With a 4.239 GPA and numerous academic accomplishments including being a four-time Scholar Athlete recipient and co-president of the Spanish National Honor Society, there is no question that Kayla Boggess was a star in the Allatoona classrooms.
However, the soccer field is where Boggess may have shined the brightest.
The Lady Buccaneers midfielder began her career by winning MVP of her freshman team before playing three seasons on the varsity.
Her final season came to an end when Gov. Brian Kemp announced that all Georgia schools would close for two weeks due to the coronavirus.
“We’d just had our last practice. We were doing scrimmaging and stuff, so we were at the field still when it was announced that school was getting cancelled,” Boggess said. “It was really upsetting for all of us. Not the school aspect because nobody really wanted to go anymore, but especially the soccer aspect. We all were really upset and a lot of us were crying, so it was really sad.”

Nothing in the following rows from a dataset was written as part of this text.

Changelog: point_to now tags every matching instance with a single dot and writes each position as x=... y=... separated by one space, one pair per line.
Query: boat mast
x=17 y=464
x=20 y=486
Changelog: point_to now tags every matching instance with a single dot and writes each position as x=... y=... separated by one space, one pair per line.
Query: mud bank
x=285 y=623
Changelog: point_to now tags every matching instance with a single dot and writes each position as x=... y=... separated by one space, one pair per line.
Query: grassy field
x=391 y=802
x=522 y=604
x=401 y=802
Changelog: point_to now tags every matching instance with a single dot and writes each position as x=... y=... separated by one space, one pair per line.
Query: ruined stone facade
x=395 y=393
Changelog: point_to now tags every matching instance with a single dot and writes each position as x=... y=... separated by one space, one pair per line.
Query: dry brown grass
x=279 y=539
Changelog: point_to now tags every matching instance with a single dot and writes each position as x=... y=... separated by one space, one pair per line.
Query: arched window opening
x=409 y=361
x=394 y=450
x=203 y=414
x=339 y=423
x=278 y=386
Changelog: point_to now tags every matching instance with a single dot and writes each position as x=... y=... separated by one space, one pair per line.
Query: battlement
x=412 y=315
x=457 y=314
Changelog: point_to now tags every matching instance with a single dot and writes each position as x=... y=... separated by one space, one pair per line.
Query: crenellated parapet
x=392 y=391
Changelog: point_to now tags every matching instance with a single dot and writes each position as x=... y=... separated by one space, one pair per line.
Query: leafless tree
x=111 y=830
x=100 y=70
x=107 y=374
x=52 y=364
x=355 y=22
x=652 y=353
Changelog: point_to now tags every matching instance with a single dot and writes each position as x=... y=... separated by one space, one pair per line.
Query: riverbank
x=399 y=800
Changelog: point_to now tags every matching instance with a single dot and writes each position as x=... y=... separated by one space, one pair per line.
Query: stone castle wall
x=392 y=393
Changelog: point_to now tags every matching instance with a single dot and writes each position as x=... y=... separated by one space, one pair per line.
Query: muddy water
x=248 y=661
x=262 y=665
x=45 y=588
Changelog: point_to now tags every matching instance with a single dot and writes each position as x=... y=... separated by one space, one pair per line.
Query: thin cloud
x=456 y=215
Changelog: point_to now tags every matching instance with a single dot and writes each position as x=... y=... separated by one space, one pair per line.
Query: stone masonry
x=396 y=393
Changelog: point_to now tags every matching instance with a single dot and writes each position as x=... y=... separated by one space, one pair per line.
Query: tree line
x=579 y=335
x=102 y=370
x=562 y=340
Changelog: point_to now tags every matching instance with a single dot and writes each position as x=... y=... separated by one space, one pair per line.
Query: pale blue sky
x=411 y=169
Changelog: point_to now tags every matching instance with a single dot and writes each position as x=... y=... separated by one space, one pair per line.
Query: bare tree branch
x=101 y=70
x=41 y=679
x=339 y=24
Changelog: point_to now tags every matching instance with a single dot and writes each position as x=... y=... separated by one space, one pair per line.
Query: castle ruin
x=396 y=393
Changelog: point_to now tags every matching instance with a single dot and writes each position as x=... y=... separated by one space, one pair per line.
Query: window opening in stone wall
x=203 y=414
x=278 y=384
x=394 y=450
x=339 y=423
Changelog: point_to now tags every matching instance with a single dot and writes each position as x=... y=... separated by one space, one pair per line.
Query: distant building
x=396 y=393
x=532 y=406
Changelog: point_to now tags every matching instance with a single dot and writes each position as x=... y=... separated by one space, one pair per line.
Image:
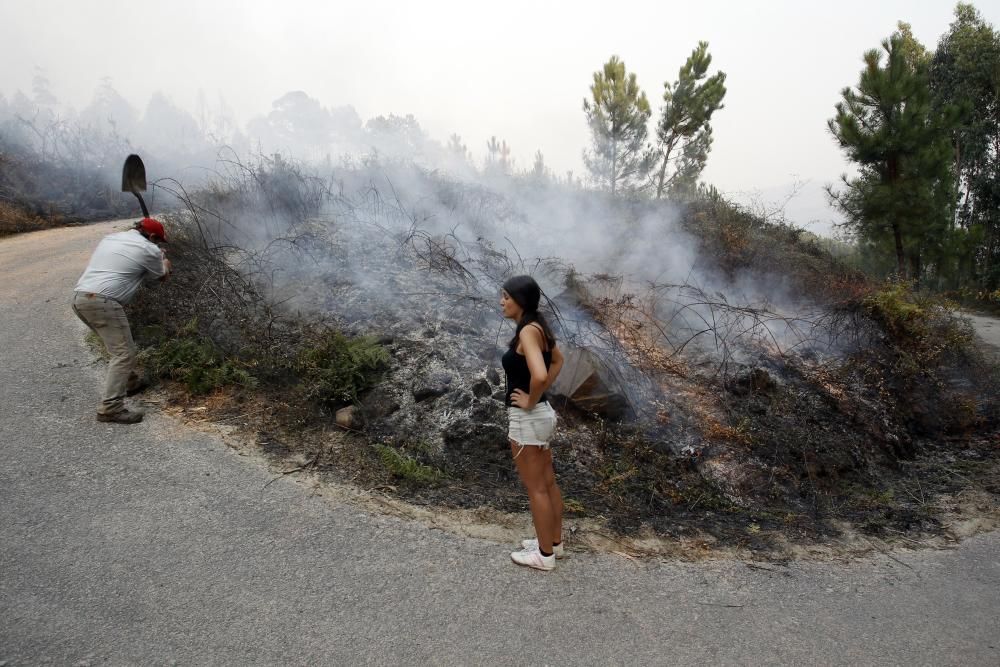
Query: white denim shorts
x=531 y=427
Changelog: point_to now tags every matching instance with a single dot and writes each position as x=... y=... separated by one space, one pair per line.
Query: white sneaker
x=557 y=551
x=534 y=558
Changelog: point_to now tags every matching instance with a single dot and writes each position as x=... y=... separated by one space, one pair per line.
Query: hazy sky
x=519 y=71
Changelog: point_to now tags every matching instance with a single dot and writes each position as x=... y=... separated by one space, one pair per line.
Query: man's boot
x=123 y=416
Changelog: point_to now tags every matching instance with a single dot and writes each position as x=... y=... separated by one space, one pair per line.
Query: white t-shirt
x=119 y=265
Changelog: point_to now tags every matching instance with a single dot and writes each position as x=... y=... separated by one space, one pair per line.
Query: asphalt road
x=156 y=544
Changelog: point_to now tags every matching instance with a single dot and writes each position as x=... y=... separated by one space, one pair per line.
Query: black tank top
x=515 y=366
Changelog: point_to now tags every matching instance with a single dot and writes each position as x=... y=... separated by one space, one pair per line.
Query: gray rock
x=481 y=389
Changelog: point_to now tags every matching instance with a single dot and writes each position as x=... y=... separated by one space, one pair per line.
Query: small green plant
x=573 y=505
x=194 y=361
x=338 y=368
x=406 y=467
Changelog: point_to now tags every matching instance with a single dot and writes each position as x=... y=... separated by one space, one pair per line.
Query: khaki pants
x=107 y=319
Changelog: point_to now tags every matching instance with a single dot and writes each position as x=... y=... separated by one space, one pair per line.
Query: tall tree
x=617 y=113
x=899 y=142
x=498 y=159
x=966 y=72
x=683 y=133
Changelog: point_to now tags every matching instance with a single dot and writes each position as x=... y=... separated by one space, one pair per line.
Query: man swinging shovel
x=119 y=265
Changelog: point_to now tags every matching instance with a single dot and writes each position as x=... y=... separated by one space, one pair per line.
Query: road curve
x=156 y=544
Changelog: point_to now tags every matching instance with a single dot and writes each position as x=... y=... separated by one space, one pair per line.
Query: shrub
x=406 y=467
x=194 y=361
x=337 y=368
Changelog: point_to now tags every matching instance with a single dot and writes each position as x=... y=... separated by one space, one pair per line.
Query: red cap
x=152 y=226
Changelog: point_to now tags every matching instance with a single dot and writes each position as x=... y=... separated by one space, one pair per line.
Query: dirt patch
x=931 y=511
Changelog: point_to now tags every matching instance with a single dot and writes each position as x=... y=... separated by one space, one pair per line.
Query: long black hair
x=527 y=294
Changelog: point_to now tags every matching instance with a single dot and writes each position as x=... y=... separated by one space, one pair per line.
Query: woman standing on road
x=531 y=363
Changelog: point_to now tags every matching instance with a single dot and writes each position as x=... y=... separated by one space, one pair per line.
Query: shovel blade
x=133 y=175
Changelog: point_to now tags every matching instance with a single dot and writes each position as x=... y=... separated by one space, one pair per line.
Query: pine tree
x=903 y=192
x=617 y=114
x=683 y=132
x=966 y=72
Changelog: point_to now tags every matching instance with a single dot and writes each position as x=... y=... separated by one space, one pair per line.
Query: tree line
x=923 y=131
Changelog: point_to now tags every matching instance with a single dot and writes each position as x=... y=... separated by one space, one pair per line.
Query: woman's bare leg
x=531 y=464
x=555 y=497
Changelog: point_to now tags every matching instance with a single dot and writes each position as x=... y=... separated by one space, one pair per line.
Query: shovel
x=134 y=179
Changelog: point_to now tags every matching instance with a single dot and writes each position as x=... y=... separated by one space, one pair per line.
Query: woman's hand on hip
x=521 y=399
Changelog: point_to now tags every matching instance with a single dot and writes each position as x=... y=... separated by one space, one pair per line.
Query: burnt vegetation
x=350 y=320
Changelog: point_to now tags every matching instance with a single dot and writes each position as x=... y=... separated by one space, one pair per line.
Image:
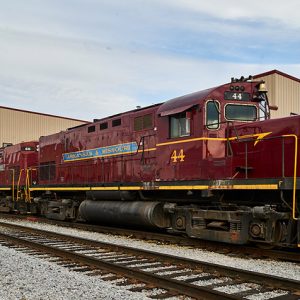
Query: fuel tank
x=133 y=213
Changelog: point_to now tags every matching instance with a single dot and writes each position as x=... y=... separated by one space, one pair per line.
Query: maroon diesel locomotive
x=211 y=164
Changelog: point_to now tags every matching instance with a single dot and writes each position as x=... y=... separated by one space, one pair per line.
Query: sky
x=87 y=59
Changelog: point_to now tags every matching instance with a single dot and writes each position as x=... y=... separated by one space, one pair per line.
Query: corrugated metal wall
x=283 y=92
x=17 y=126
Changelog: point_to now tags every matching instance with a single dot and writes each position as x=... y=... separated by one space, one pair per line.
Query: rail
x=176 y=274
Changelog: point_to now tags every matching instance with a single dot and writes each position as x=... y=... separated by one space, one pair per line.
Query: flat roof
x=42 y=114
x=276 y=72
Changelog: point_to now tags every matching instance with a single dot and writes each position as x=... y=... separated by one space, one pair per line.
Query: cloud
x=99 y=59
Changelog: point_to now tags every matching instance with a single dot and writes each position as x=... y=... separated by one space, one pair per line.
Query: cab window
x=212 y=115
x=240 y=112
x=180 y=125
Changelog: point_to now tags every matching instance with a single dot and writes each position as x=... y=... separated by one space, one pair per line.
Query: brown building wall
x=18 y=125
x=283 y=91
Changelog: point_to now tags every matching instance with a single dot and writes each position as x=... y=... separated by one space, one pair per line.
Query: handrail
x=295 y=175
x=18 y=184
x=13 y=184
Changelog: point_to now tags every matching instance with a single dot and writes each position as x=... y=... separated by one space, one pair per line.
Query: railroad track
x=170 y=276
x=290 y=255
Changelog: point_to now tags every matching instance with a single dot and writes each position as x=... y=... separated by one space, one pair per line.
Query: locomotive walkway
x=170 y=276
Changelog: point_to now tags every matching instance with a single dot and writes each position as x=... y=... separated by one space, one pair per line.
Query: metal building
x=20 y=125
x=283 y=92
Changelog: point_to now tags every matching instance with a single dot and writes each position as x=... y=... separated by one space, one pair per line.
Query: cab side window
x=180 y=125
x=212 y=115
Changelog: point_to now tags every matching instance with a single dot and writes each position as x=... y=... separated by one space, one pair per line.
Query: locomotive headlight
x=256 y=230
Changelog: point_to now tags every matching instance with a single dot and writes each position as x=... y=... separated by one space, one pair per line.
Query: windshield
x=240 y=112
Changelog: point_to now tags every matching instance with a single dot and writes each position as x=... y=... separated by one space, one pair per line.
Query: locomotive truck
x=211 y=165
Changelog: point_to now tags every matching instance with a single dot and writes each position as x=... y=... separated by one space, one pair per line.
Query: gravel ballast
x=22 y=274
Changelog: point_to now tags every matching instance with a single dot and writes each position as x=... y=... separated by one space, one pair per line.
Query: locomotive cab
x=195 y=128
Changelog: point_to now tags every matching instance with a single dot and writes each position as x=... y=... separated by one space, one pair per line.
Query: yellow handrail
x=295 y=175
x=18 y=185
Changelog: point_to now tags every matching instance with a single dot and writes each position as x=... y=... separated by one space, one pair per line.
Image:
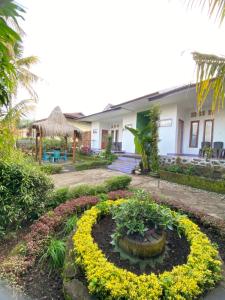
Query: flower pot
x=146 y=249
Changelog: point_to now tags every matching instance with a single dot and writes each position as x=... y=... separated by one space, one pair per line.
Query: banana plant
x=142 y=140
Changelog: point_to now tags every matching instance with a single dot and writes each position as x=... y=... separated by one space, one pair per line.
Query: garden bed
x=217 y=186
x=103 y=230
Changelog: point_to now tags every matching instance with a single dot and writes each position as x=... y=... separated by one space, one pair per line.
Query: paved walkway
x=211 y=203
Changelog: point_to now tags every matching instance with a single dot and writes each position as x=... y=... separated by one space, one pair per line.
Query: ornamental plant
x=201 y=272
x=137 y=217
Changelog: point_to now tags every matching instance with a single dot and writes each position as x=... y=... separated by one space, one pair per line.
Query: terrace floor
x=208 y=202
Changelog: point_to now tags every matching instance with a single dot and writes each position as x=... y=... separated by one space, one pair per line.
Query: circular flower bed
x=201 y=272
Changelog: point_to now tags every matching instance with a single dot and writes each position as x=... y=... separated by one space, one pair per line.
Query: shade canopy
x=56 y=125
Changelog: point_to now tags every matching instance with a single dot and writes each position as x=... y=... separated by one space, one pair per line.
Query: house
x=84 y=126
x=181 y=128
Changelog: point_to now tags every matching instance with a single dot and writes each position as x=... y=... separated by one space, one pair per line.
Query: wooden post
x=74 y=145
x=40 y=147
x=66 y=144
x=36 y=145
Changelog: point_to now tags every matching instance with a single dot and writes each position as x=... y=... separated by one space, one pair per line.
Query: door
x=104 y=138
x=180 y=136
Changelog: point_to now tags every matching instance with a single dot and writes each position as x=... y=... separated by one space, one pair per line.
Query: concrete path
x=211 y=203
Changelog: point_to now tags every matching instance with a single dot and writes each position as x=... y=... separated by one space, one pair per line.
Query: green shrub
x=51 y=169
x=86 y=190
x=59 y=196
x=195 y=181
x=54 y=254
x=70 y=224
x=24 y=193
x=91 y=164
x=117 y=183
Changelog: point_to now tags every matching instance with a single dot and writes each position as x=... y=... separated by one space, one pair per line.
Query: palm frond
x=216 y=8
x=210 y=77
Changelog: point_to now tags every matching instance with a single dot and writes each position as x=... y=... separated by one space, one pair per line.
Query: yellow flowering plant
x=188 y=281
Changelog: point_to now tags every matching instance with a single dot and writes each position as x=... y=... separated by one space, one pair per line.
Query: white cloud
x=96 y=52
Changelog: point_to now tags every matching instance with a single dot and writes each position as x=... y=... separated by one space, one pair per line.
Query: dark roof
x=150 y=97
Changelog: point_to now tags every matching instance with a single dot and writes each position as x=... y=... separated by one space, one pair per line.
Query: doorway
x=180 y=136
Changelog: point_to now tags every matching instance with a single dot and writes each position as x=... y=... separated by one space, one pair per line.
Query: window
x=194 y=134
x=208 y=131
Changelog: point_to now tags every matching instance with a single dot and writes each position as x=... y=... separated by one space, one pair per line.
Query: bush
x=91 y=164
x=106 y=281
x=194 y=181
x=63 y=194
x=24 y=193
x=51 y=169
x=54 y=254
x=117 y=183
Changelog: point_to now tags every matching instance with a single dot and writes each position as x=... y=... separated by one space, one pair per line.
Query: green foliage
x=91 y=164
x=9 y=11
x=142 y=139
x=137 y=216
x=194 y=181
x=70 y=224
x=54 y=254
x=117 y=183
x=108 y=150
x=51 y=169
x=61 y=195
x=154 y=152
x=24 y=193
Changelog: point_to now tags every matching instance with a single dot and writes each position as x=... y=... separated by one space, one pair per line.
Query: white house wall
x=167 y=135
x=128 y=139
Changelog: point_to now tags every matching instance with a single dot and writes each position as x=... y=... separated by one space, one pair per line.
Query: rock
x=75 y=290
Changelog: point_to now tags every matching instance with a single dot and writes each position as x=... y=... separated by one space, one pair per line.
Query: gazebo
x=55 y=125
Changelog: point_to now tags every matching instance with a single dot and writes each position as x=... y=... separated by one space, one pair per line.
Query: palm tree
x=142 y=141
x=9 y=12
x=210 y=68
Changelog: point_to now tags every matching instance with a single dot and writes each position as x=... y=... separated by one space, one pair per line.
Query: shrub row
x=194 y=181
x=51 y=169
x=111 y=184
x=92 y=164
x=24 y=255
x=24 y=193
x=187 y=281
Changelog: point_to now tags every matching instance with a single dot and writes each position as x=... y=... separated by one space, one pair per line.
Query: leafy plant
x=24 y=193
x=153 y=125
x=142 y=139
x=54 y=254
x=70 y=224
x=137 y=216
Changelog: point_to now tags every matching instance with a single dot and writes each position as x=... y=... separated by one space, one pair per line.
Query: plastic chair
x=56 y=155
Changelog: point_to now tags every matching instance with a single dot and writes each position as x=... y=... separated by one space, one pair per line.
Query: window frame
x=212 y=131
x=190 y=139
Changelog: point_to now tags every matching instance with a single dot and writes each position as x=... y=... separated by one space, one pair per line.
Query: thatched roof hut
x=55 y=125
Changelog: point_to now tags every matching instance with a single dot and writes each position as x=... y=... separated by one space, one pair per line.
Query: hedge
x=106 y=281
x=92 y=164
x=24 y=193
x=194 y=181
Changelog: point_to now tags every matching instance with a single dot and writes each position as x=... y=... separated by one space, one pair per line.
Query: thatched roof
x=56 y=125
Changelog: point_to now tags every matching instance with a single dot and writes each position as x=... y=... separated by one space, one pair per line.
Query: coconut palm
x=9 y=13
x=210 y=68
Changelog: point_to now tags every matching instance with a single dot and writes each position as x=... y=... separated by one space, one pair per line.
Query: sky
x=109 y=51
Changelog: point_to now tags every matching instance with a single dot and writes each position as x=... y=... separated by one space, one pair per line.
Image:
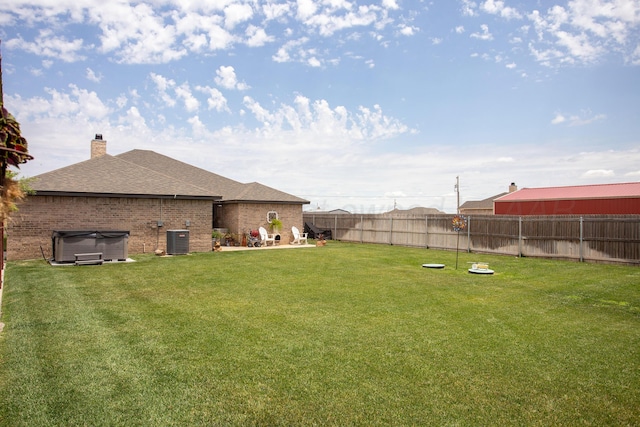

Though they were without their coaches, Boggess and her teammates continued to practice during the closure in the hopes of improving upon their 4-0 region record and making a postseason run. These practices lasted less than a week before schools were closed for the remainder of the year and the cancellation of spring sports became official.
Now, Boggess will continue her soccer career at Truett-McConnell University.
“I had multiple places to choose from, so whenever I would try and think about other schools and the benefits of them I would always end up thinking about Truett,” she said. “It just felt like the best option for me.”
Boggess plans to study biology and environmental sciences.
“I want to help with conservation efforts and especially measuring air pollution in our area and water pollution,” Boggess said.”I want to work with conservation and probably ecology a little bit.”
Though she will soon move on to the next level with a new team, it seems that Boggess will not be quick to forget her former teammates.
“I’ve known so many people for so long and their parents are like my second parents, or third or fourth, so it’s just a big family,” Boggess said.